Manifestou-se a mãe:
— Duvidar é a sina desses nossos dias de muitos
claros-escuros, de tantos subterfúgios e mentiras, pois o que não falta é gente
querendo se dar bem a todo custo. Certeza não se tem de mais nada. Ou são as
evidências que a mente não mais apreende, também o olhar que não enxerga bem as
coisas. A grande dificuldade que há em superar as limitações intelectuais
impostas pela natureza, e o ambiente só faz piorar. E lá se vai o homem chutando
a bola e a vida, tropeçando e caindo sem parar.
Maria
Daisy estava com raiva:
— Parece
que só existe o estômago e os órgãos sexuais para satisfazer certos homens, e
até mesmo mulheres. A fome insaciável que há na espécie hoje em dia.
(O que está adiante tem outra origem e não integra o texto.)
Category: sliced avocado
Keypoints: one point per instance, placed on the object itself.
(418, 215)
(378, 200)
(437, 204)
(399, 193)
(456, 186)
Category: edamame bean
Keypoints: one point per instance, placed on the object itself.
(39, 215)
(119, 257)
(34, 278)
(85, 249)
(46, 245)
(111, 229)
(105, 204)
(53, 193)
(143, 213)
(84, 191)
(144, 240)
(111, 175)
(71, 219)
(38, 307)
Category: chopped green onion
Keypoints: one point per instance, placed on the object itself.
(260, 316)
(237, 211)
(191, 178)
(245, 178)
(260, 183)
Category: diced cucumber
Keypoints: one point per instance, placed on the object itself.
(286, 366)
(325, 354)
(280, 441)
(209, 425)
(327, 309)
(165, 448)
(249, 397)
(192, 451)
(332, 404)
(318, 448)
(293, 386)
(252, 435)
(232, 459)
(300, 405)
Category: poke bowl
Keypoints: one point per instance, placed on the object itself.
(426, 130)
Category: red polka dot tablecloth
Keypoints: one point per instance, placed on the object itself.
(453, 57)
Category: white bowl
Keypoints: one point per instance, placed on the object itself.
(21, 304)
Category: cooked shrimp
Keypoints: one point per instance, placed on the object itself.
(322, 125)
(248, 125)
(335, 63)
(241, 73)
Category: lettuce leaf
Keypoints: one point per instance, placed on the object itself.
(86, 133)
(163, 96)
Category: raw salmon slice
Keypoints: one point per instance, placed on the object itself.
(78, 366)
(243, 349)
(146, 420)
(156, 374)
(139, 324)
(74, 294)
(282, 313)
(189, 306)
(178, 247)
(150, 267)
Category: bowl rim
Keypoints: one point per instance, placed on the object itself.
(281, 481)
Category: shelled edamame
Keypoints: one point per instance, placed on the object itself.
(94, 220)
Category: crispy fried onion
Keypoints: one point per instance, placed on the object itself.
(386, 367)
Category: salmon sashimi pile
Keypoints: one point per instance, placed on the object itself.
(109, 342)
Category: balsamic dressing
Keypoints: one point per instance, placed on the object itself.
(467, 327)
Maria Paula achou que o tema fome, merecia uma
explanação:
— Problemas
não faltam, pior o da fome, propriamente dita, a pessoa não tendo o que comer, enquanto
sobram apelos os mais esdrúxulos para, supostamente, fazer feliz esse ser
racional e emocional, o homem, que costuma perder a cabeça, em especial, quando
fica famoso. Não estou nada surpresa, é comum ocorrerem fatos como esse, em se
tratando de jogadores de futebol, geralmente, com a ignorância no mesmo nível
da fama, e faz o que faz, mundo afora:
— É o
nosso mundo, minha irmã, que abriga celebridades, jogando-as na fogueira das
vaidades, de onde saem chamuscadas, quando não se queimam de vez. Viver não é o
mesmo que existir. Depende do gosto de cada um, se a pessoa acredita, ou tem
dúvida sobre o valor que tem a vida. Mas é preciso ter certeza. A certeza do amor que dá sentido à vida. Não ignorar que
o banquete servido, com requintes e esquisitices, tem um preço a pagar, não apenas monetário. Tem quem diga que tanto faz o homem chutar uma bola rasgada
no quintal da casa, ou ser um craque dos gramados mundiais; tanto faz alguém
mal saber escrever o nome, ou quem escreve um livro de sucesso digno de um
Nobel, uma simples lápide vai marcar o local da sua última morada. Ninguém
escapa.
— Tem gente, Maria Daisy, que
prefere virar cinza. Por maior talento que alguém tenha, a vida castiga, mas
nunca sem motivo. De repente as pessoas hoje atingem a fama, passam a nadar em
dinheiro, daí pensam que podem tudo, e não hesitam em se arriscar para ser
feliz, ou simplesmente vivenciar uma hipotética e fugaz felicidade. As
facilidades tentadoras, principalmente para aqueles que são
negligenciados, sem uma boa formação, sem orientação abalizada, que lhes deem condições mentais e psicológicas para vivenciarem, sem encrenca, o dinheiro e a
fama que conquistaram nos gramados, ou nos palcos da vida.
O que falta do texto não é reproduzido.